During the process of preparing arrangements for the Second IRP (which became protracted and complex), Mr X raised further concerns with the Ombudsman that additional relevant documentation existed which had not been included for consideration by the Second IRP. He also repeated his concerns that problems with the records from the Hergest Unit would compromise the process. Taking these issues together, it was clear that he had lost trust and confidence in the ability of the Second IRP to reach fair and robust findings.

The Ombudsman reconsidered the agreed settlement arrangements in the light of Mr X’s comments. Having further assessed the records relating to the Hergest Unit, the Ombudsman was concerned that they did not provide holly reliable evidence of Mrs Y’s care needs immediately prior to the start of the claim period, because they appeared incomplete, were in places contradictory and appeared to have been altered.
Taking this into account, and having regard for the lack of reliable records which were available, the Ombudsman reached the view that a Second IRP could not be carried out soundly. On the basis of the particular and exceptional circumstances of the complaint, and having regard for Mr X’s loss of trust and confidence in the process generally and the passage of time during which the matter had remained unresolved, the Ombudsman proposed a payment of financial redress in settlement of this aspect of the complaint.

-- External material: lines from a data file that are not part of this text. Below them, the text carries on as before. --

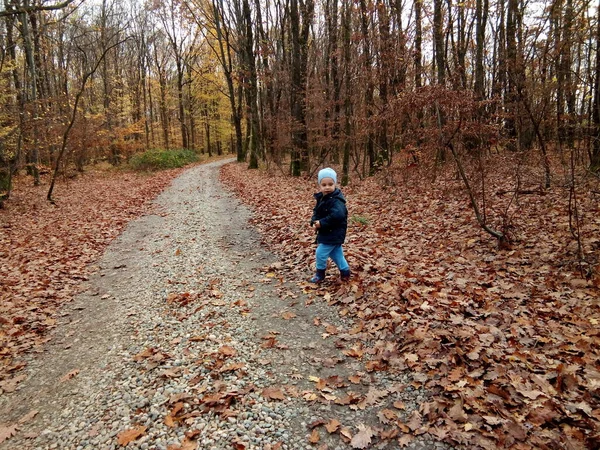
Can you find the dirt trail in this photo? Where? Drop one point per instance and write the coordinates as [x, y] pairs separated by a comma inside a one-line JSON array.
[[168, 295]]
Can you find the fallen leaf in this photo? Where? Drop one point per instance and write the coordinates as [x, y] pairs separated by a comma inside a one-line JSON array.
[[405, 440], [226, 350], [130, 435], [27, 417], [7, 431], [70, 375], [332, 426], [362, 439], [273, 393], [314, 436]]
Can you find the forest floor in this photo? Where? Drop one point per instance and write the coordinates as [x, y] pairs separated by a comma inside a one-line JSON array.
[[192, 330]]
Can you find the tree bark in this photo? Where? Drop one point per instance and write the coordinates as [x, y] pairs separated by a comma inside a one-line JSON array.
[[595, 128]]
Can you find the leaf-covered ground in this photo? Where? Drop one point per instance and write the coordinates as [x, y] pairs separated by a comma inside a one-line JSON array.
[[46, 249], [506, 341]]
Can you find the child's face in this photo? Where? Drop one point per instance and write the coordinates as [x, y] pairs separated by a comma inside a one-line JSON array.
[[327, 186]]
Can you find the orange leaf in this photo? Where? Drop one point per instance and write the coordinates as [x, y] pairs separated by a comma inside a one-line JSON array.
[[273, 393], [70, 375], [227, 350], [7, 431], [332, 426], [362, 439], [314, 436], [127, 436]]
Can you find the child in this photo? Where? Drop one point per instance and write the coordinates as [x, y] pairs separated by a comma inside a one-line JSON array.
[[330, 218]]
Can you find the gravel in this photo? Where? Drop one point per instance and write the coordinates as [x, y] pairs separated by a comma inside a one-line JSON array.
[[184, 292]]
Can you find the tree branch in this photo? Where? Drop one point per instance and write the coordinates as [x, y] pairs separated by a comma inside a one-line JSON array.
[[12, 10]]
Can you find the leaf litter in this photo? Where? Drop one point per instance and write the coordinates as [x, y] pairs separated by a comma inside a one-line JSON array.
[[505, 342]]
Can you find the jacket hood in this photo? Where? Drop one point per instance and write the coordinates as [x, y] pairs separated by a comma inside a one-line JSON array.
[[335, 194]]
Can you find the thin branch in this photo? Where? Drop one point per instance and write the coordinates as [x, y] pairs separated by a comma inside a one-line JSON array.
[[11, 10]]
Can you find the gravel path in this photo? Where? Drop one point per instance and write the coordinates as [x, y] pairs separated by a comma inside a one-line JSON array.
[[188, 334]]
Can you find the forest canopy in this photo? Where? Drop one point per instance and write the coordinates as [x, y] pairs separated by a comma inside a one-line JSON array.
[[298, 83]]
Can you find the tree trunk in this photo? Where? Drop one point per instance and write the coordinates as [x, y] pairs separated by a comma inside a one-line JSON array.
[[418, 44], [369, 86], [438, 39], [251, 86], [481, 22], [299, 36], [347, 33], [595, 128]]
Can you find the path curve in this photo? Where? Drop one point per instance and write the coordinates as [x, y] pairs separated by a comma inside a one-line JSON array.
[[187, 334]]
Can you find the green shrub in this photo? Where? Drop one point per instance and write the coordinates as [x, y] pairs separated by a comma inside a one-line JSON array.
[[162, 159]]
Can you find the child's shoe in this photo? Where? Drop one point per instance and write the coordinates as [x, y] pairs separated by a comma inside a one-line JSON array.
[[319, 276], [345, 274]]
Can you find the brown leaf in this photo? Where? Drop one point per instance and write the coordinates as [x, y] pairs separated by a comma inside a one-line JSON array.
[[332, 426], [7, 431], [405, 440], [27, 417], [354, 379], [415, 421], [70, 375], [314, 436], [231, 367], [226, 350], [169, 421], [273, 393], [457, 413], [130, 435], [387, 416], [362, 439], [354, 352]]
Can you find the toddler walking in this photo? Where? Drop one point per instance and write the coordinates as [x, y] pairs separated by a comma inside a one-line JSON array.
[[330, 218]]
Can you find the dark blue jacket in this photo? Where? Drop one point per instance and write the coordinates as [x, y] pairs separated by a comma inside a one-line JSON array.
[[332, 214]]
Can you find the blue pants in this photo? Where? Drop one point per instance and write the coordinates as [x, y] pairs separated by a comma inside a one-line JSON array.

The Health Board agreed to carry out the following actions in settlement of all elements of Mr X’s complaint:
1) Pay Mr X a sum which would have been payable to him had the CHC funding process been conducted appropriately and a sum of approximately 40% eligibility for funding been found.
2) Pay Mr X the sum of £2,500 in recognition of the injustice caused as a result of the failings in the care and treatment provided to Mrs Y.
3) Pay Mr X the sum of £2,500 in recognition of the poor complaint handling and injustice caused to him by that.
4) Provide Mr X with a fulsome apology from the Chief Executive for the failings identified and the injustice caused to him and his family.
5) Review national guidelines on malnutrition screening and ensure that its local policy meets those guidelines. If no such local policy exists, the Health Board will implement a fresh policy which meets the guidelines.
6) Review its process for falls risk assessments to ensure that it meets national guidelines.
7) Review its standards in care planning and ensure that it has such a system in place.

8) Review its process for reporting patient safety incident reports and ensure that staff record incidents on its “incidents system”.
9) Provide Mr X with an opportunity to engage with an appropriate staff member with responsibility for elderly patients’ dementia care in order to share learning from the complaints to improve future services.

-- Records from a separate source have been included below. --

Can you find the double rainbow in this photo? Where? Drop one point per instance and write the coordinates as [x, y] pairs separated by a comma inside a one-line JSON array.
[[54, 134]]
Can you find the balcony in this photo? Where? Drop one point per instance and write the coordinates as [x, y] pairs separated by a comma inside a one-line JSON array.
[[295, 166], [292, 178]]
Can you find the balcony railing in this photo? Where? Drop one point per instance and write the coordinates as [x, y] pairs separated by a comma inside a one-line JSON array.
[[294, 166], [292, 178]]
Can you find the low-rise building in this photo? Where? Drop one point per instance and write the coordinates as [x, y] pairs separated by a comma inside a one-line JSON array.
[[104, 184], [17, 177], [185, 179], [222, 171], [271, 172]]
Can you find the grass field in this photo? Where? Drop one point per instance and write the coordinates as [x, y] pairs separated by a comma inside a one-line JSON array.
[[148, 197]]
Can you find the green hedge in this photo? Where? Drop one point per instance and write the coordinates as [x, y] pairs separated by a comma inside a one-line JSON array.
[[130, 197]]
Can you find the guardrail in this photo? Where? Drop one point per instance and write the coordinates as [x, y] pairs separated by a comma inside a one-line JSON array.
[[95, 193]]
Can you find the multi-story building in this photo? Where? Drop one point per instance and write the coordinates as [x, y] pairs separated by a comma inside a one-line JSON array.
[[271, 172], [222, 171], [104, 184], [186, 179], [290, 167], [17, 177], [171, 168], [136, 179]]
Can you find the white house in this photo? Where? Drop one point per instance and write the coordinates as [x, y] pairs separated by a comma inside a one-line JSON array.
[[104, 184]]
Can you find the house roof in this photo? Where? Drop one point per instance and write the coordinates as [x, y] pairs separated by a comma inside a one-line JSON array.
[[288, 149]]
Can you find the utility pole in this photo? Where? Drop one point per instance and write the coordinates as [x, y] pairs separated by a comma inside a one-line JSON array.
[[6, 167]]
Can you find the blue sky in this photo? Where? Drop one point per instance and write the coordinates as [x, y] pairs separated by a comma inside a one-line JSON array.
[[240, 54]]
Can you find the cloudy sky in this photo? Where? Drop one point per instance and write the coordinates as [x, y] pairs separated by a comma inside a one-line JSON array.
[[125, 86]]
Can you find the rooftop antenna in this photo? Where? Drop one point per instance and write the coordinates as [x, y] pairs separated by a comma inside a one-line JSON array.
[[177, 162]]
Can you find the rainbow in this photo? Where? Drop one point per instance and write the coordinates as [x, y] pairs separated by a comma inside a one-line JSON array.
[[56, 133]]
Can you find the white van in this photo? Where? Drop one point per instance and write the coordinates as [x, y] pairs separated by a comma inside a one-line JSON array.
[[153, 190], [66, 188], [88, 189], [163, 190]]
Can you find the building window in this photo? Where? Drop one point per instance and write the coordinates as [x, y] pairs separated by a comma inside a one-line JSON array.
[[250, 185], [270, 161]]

The actions referred to in 1-4 above were to be completed within 3 weeks of Mr X confirming to the Health Board that he accepts the settlement, and that in 9 within 2 months of such confirmation. The actions set out in 5-8 above were to be completed within 4 months of the date of the settlement.

The Ombudsman considered that the actions the Health Board agreed to take were reasonable, and therefore regarded the matter as settled.